An Open Source reproduction that included the LLMs themselves would be a much more daunting task due to the expertise and compute required to train them. Open Weight models are becoming usable if not competitive for dev assistants and agents. We have no specific "catch-up" predictions, see r/LocalLLaMA for the latest news.

Again, we must be careful of the terminology: Most Open Weight models are not Open Source because weights are not source, the training data and process are the source.

Who are the players?

Here are some of the projects in the conversation right now.

See Coding Agents for more...

Following SWE-bench and OpenDevin's example, we recommend defaulting to MIT license for these efforts so we can share with minimum friction.

While most efforts have focused on expanding agent capabilities to better meet the work-as-done, it's also possible to constrain the problem scope by coevolving the app framework with the assistant. Examples are NextPy and Sublayer's Blueprints. While changing the problem makes it hard to objectively compare performance, it seems like a very practical approach in the long term.

Are you building an AI Coding Assistant, Autonomous Coder, or related tool? Reach out on LinkedIn or submit a Pull Request to add to our list!

Harnessing the constituency

What does this sea of potential competitors mean for AI startups like Cognition? DevTool growth expert Ana Hevesi had these words of wisdom:

Contributors are hungry for the transparency and self-determination an open source implementation would provide. A combination of love of the game—and perhaps some concern for job security—has spurred a spectacular show of collaboration.

So: how would it improve Cognition AI's position if they sought ways to engage and harness the energy of this extended constituency? Despite the fact that this reaction wasn’t in anyone’s plan, this group could surely be incredibly engaged testers. It’s also easy to imagine this group helping the Cognition team find new applications and customer profiles, and even red team the product.

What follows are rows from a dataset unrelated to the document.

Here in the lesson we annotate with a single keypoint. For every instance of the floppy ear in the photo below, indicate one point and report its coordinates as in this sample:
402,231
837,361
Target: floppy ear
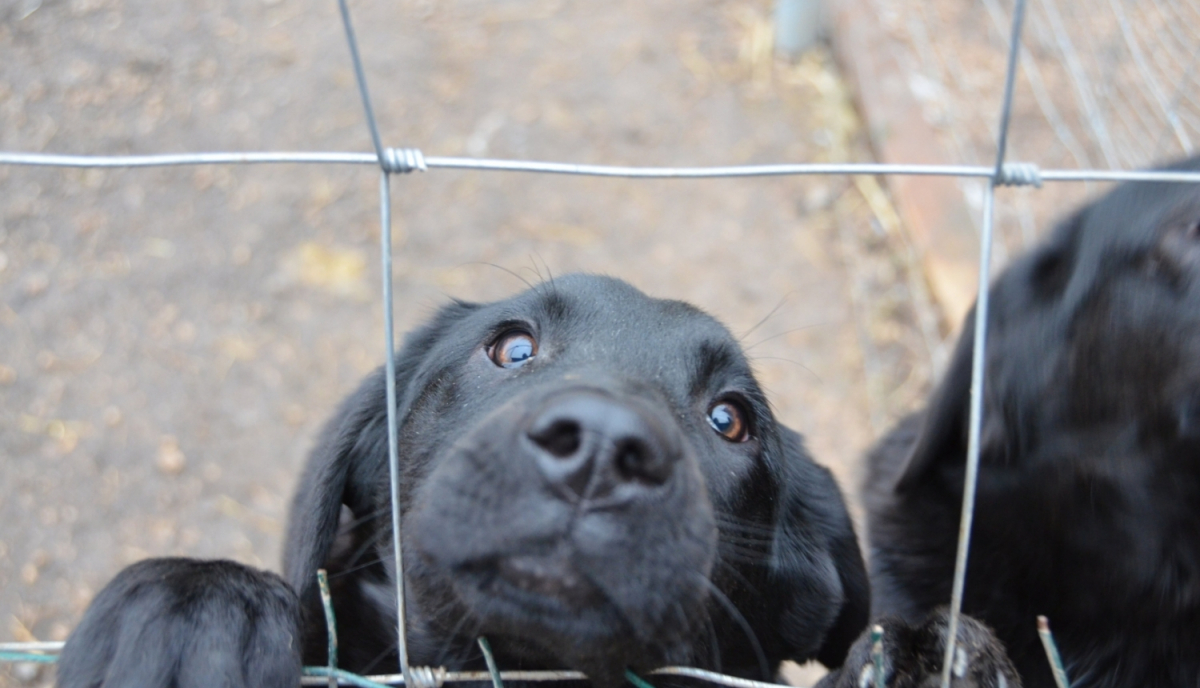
349,462
816,567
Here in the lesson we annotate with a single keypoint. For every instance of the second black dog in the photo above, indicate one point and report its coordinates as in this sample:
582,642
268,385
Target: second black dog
1089,503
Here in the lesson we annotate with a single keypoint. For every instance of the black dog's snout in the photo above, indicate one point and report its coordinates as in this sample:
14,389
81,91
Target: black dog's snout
593,444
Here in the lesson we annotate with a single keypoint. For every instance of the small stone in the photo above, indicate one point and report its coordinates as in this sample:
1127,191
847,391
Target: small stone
172,460
27,671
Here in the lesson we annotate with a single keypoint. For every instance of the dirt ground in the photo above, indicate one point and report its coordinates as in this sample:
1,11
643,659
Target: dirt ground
171,340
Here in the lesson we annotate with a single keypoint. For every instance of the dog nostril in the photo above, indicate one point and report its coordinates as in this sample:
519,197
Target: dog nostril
635,461
562,438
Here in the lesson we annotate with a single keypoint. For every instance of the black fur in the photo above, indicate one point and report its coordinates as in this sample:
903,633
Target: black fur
1089,502
639,538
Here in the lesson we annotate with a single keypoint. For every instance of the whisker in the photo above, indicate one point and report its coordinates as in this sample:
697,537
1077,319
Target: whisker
767,317
732,611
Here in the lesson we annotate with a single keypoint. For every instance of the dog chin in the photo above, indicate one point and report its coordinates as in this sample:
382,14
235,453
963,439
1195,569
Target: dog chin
543,612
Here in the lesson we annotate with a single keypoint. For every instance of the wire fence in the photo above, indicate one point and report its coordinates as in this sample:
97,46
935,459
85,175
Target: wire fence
1159,94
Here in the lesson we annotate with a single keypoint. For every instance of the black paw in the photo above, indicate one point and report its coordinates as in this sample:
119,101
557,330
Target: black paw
912,657
183,623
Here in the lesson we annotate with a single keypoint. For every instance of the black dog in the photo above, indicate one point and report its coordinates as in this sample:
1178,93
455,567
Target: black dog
1089,502
911,657
591,478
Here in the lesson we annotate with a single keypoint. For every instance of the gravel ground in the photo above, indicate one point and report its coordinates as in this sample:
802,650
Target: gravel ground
171,340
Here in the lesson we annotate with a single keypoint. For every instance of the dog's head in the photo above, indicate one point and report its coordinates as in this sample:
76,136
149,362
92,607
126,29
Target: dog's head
593,479
1093,342
1091,432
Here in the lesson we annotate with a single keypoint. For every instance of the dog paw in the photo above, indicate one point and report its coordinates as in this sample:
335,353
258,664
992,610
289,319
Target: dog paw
912,657
177,622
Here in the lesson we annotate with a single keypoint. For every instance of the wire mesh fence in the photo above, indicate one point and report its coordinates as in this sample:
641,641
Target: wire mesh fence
1131,108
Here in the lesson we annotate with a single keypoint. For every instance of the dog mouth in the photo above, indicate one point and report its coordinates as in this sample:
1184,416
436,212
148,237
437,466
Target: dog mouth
535,586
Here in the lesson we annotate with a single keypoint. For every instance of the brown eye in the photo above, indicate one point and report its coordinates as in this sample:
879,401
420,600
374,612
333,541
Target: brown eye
514,348
729,420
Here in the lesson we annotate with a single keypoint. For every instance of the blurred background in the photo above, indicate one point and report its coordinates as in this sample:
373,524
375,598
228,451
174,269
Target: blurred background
172,340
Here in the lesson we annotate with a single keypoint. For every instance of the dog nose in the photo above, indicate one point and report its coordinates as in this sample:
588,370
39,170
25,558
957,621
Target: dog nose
594,446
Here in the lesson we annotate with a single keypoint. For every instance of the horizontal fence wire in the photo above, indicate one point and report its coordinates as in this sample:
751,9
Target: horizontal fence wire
1013,173
318,675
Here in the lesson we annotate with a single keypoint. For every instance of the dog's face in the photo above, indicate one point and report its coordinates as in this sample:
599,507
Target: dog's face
593,479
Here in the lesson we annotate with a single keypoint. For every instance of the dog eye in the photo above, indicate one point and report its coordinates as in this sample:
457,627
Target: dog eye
514,348
729,420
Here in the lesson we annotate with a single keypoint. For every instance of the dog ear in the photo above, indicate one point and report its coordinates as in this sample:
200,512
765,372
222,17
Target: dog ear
1037,282
349,462
815,561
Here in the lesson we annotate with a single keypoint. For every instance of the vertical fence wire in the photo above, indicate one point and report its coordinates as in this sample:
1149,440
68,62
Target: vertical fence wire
978,357
389,341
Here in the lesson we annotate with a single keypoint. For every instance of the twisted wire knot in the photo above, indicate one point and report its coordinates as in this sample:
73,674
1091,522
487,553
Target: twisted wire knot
1019,174
426,676
402,160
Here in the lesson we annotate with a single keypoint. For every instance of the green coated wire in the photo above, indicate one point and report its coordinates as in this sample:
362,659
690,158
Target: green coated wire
28,657
877,654
491,663
1051,647
343,676
327,602
637,680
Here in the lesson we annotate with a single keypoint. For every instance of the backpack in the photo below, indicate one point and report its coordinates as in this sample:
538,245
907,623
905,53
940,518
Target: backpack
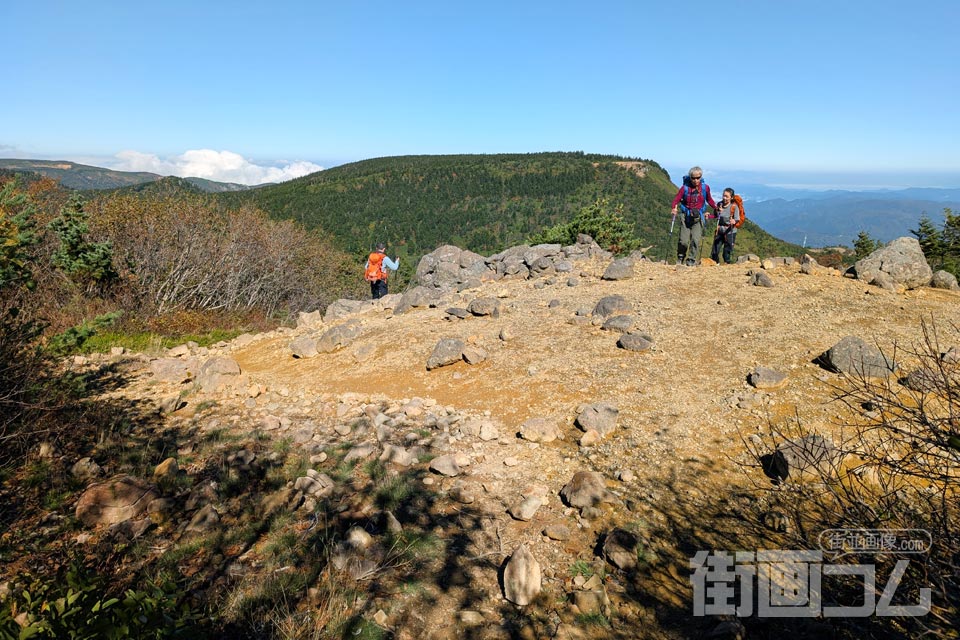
686,192
743,216
374,269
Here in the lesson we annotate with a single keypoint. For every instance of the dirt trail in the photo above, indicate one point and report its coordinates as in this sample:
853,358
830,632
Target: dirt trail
685,409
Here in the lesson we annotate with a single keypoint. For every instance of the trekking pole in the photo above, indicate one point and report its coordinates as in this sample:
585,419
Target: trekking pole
703,226
670,236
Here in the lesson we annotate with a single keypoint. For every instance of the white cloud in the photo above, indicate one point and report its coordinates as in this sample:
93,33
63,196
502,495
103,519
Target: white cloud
221,166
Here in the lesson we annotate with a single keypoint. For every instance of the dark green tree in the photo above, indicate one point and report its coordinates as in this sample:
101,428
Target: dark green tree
864,245
605,224
17,237
931,241
951,242
87,263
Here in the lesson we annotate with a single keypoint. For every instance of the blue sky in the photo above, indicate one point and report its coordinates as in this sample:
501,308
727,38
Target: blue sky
783,92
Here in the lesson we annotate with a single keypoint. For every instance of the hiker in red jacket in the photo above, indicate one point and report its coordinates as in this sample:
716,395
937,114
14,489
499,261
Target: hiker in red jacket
375,272
692,198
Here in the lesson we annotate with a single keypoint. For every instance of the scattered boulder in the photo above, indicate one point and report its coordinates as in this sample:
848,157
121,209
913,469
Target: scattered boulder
339,336
810,457
809,266
944,280
923,380
853,356
521,577
635,342
115,500
304,347
902,259
621,323
216,371
446,352
601,417
611,305
174,370
484,307
620,549
525,509
474,355
585,489
309,319
540,430
883,280
620,269
86,469
446,465
761,279
766,378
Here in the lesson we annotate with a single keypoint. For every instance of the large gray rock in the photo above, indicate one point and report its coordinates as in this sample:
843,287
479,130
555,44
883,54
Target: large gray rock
447,351
540,430
620,549
811,457
175,370
521,577
217,371
601,417
902,260
339,336
304,346
585,489
766,378
855,357
114,501
611,305
620,269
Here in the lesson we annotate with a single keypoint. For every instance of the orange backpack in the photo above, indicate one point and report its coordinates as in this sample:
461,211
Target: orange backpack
743,216
375,270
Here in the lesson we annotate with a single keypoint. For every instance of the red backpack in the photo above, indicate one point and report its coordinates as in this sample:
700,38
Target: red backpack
375,270
743,216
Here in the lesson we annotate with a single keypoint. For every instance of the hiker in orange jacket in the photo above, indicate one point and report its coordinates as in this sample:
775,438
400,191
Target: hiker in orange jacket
375,271
729,219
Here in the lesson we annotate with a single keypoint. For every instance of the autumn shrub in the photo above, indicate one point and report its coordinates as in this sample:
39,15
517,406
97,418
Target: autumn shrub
76,602
894,467
183,252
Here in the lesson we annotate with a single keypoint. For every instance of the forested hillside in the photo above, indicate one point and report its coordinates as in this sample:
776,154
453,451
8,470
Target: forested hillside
480,202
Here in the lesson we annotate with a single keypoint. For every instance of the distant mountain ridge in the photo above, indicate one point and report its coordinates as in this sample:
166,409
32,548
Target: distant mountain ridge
481,202
836,217
85,177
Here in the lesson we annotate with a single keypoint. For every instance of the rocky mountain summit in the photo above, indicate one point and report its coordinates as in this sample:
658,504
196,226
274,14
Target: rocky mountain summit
531,444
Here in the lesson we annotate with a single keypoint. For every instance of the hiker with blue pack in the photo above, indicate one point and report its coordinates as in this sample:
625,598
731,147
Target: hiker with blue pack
692,199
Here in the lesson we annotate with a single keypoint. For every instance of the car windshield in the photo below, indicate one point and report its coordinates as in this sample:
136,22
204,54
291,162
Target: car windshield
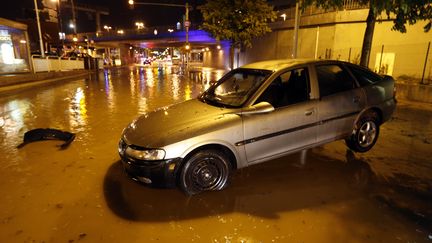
235,88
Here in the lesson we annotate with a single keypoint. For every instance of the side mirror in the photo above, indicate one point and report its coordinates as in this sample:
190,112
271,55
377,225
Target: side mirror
260,108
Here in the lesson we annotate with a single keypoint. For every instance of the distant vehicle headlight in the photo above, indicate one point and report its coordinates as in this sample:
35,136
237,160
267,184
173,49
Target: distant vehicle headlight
145,154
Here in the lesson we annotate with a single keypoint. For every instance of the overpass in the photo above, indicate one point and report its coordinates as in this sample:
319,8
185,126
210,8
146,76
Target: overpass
204,49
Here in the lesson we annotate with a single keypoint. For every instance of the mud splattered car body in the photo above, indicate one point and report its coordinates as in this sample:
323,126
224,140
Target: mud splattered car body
253,114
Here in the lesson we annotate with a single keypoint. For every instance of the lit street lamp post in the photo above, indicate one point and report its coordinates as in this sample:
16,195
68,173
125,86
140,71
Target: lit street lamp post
39,30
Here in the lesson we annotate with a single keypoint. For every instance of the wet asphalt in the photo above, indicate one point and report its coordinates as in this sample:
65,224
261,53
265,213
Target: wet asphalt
80,194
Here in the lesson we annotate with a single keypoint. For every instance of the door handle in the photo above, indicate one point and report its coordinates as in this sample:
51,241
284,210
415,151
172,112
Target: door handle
309,112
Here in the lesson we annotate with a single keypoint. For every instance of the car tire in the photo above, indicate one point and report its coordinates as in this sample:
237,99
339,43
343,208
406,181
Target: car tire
365,133
206,170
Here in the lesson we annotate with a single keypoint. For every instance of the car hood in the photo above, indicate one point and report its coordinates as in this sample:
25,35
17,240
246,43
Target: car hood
177,122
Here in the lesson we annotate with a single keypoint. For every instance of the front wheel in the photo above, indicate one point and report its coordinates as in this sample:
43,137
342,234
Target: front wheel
365,133
206,170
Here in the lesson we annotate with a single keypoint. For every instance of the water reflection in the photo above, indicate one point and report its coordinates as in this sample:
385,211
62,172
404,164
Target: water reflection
278,185
78,110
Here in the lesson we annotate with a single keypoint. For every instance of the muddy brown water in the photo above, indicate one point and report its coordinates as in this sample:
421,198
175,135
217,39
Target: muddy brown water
81,194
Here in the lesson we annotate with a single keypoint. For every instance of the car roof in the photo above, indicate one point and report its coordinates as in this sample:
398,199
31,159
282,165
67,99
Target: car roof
276,65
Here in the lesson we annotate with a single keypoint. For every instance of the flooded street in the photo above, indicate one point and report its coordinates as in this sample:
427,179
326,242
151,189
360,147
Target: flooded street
81,194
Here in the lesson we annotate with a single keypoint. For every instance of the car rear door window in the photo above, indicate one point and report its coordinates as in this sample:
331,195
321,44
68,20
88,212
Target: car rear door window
333,79
288,88
363,76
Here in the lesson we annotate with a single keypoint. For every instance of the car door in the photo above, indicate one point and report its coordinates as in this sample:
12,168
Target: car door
293,123
341,100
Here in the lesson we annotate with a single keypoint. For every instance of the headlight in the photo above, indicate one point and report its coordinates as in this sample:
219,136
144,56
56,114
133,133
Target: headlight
145,154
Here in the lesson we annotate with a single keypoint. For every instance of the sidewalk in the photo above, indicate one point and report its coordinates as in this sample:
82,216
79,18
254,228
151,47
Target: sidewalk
12,82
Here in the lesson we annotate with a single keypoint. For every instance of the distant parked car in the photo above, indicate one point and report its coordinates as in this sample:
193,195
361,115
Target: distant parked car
253,114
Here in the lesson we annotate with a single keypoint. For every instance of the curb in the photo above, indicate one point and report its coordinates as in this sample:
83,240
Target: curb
9,89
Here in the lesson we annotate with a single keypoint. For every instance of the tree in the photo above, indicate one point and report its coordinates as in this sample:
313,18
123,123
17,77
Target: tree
238,21
400,11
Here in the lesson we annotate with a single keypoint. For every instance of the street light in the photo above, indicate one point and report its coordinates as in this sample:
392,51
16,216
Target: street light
139,25
39,30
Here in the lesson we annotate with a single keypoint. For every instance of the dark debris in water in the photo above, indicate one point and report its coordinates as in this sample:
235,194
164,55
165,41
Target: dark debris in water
40,134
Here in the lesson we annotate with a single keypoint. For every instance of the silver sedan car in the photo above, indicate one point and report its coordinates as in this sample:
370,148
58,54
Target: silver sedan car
253,114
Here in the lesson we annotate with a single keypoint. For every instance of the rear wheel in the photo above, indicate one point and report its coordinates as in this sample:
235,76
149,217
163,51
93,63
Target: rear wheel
365,133
206,170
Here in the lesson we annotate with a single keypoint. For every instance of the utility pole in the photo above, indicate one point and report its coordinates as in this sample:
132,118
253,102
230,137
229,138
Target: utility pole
39,30
296,27
73,15
186,24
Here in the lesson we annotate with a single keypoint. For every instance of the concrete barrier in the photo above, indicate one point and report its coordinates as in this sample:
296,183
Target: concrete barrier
50,63
414,92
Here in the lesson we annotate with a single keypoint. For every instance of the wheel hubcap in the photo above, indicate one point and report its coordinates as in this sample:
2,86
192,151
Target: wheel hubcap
207,174
367,134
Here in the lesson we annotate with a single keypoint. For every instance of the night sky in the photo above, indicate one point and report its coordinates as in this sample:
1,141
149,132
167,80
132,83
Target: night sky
121,16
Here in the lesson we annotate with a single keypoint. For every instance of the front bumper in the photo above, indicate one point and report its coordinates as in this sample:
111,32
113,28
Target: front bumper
160,173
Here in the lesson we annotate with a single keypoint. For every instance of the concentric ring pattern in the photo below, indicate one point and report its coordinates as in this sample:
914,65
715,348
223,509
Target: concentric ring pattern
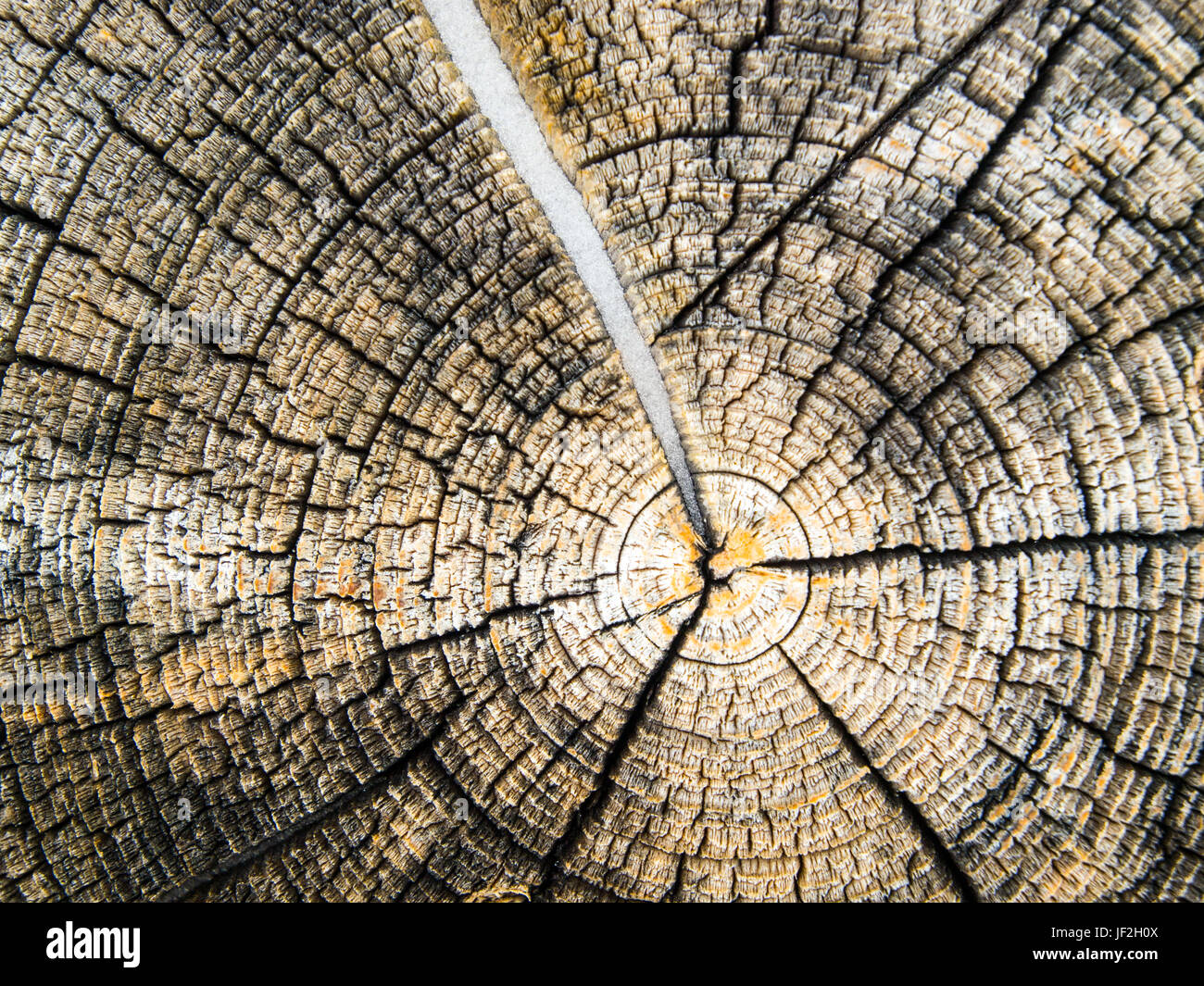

Extended constituencies have minds of their own, which can be inconvenient if you didn’t plan with them in mind. But long term, they can multiply your success—if you harness their energy and reward their efforts.

When rubber meets the road

At the end of the day, we're here to deliver value, not just funding rounds and clicks. There are problems left to solve before we can fully operationalize these tools.

DevOps pioneer John Willis offers a much needed reality check in his article To Devin or Not to Devin, balancing his optimism with past lessons from robotic process automation (RPA) and his work on Chef infra management. Worth a read!

One of Devin's most intriguing aspects is its autonomous operation through its shell code editor and web browser. [...] However, as a software engineer with 45 years of experience, I take these claims with a hefty chaser of skepticism. Devin.ai may introduce many security concerns, especially when dealing with sensitive information or performing actions on services, databases and APIs, as well as the handling of sensitive information and the potential for unintended actions. [...] While I’m not against AI, I am cautious about Devin’s potential to replace human full-stack software engineers.

And as of press time, Lao Tzu said:

With patience the most tangled cord may be undone.